1. As agreed in the July 2004 Framework, the following issues, which are independent of other parts of the market access pillar, need to be included in modalities.
Tariff quota administration and in-quota tariffs
2. An effective TRQ system should not impede the flow of trade within the scheduled volume limit. However, poor administration of TRQs and high in-quota duties often make it difficult to fill TRQs.
3. This is why paragraph 35 of the 2004 Framework Agreement makes clear that the reduction or elimination of in quota tariff rates for all tariff quota lines and operationally effective improvements in tariff quota administration are important issues to be dealt with as part of modalities if Members are to fully benefit from market access opportunities under tariff rate quotas.
4. There is therefore a need for a set of generally applicable rules.

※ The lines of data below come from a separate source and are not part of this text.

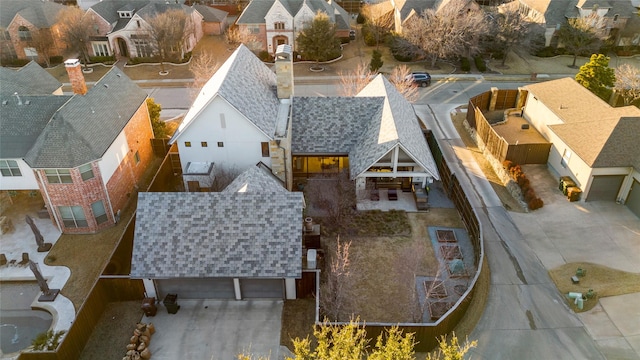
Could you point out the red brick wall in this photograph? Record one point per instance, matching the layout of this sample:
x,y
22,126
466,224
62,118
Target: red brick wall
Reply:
x,y
138,133
79,193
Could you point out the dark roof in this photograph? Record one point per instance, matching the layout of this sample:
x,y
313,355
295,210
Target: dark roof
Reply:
x,y
31,79
255,235
22,124
211,14
82,130
42,14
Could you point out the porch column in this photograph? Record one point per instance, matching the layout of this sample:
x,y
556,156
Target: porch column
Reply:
x,y
236,288
396,151
290,288
150,288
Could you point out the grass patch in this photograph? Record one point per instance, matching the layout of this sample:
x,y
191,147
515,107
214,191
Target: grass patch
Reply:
x,y
603,280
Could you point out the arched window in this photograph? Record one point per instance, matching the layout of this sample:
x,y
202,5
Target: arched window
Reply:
x,y
24,33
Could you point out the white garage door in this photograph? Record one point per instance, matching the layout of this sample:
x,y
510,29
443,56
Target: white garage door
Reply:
x,y
633,200
605,187
197,288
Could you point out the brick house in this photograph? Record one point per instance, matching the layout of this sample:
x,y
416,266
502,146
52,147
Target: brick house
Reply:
x,y
277,22
25,26
122,27
85,153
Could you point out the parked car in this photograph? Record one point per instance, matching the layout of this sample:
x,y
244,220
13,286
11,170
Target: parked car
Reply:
x,y
420,78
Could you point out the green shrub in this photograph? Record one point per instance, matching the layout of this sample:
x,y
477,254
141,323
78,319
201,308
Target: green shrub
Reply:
x,y
482,67
464,64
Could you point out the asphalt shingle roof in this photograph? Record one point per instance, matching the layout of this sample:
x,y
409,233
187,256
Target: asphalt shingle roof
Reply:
x,y
42,14
255,180
218,235
82,130
22,124
31,79
247,84
602,136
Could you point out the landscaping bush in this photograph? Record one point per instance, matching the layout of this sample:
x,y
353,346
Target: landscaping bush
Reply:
x,y
480,64
465,65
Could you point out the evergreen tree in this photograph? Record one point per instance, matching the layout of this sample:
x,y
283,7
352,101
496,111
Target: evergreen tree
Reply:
x,y
318,41
597,76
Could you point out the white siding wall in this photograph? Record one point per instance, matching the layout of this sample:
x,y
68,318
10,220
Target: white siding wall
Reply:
x,y
25,182
113,157
240,137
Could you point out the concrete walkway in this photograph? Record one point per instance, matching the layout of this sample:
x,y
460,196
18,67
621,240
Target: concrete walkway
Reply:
x,y
526,317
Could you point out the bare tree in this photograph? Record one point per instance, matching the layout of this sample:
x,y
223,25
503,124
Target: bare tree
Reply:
x,y
628,83
336,291
236,35
75,31
402,81
354,81
379,20
510,29
202,66
582,35
42,41
449,32
170,31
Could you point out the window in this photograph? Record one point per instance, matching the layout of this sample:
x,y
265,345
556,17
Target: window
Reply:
x,y
73,216
24,33
565,158
100,49
9,168
86,172
58,176
98,212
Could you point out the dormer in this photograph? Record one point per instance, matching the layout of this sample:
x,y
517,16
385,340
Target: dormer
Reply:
x,y
126,12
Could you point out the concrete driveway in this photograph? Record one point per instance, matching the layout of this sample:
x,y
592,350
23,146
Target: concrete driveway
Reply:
x,y
217,330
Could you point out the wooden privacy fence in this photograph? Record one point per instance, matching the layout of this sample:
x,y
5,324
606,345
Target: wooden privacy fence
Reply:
x,y
427,334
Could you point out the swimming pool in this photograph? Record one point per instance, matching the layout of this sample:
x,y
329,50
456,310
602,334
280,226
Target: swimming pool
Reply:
x,y
19,324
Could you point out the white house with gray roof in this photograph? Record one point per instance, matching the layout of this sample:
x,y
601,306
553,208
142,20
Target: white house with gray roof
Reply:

Underfill of existing quotas is a particular problem that needs to be addressed. Detailed provisions on tariff quota administration, including on the special and differential treatment aspects, will need to be included in the modalities text.
5. On in-quota tariffs the following language is proposed for inclusion in modalities agreement:
"All in-quota tariff rates shall be eliminated during the implementation period for developed countries, including for sensitive products."
Special Agricultural Safeguard (Article 5 of the AoA)
6. The question of the special agricultural safeguard also needs to be addressed to ensure that Members are able to fully benefit from market access opportunities that result from the Doha negotiations.
7. The SSG was designed as a transitional mechanism during the Uruguay Round to assist the tariffication process. This transition is now complete and there is no need for a continuation of the SSG. Experience shows that some SSGs have become almost permanent access barriers, and due to this risk, SSGs need to be eliminated on all tariff lines into developed country markets.
8. The following language is proposed for inclusion in the modalities.
"The Article 5 Special Safeguard shall be eliminated at the beginning of the implementation period for all tariff lines. Special and differential treatment for developing countries will be taken into account."
9. The following language is proposed for inclusion in the modalities:
"All non-ad valorem tariffs will be converted to ad valorem terms and bound in this form".
10. Tariff escalation will also need to be addressed as part of modalities, and we support various efforts made by other Members to operationalize this concept in modalities.
[*] Australia, Argentina, Bolivia, Brazil, Chile, Colombia, Costa Rica, Guatemala, Indonesia, Malaysia, New Zealand, Pakistan, Paraguay, Philippines, South Africa, Thailand, Uruguay.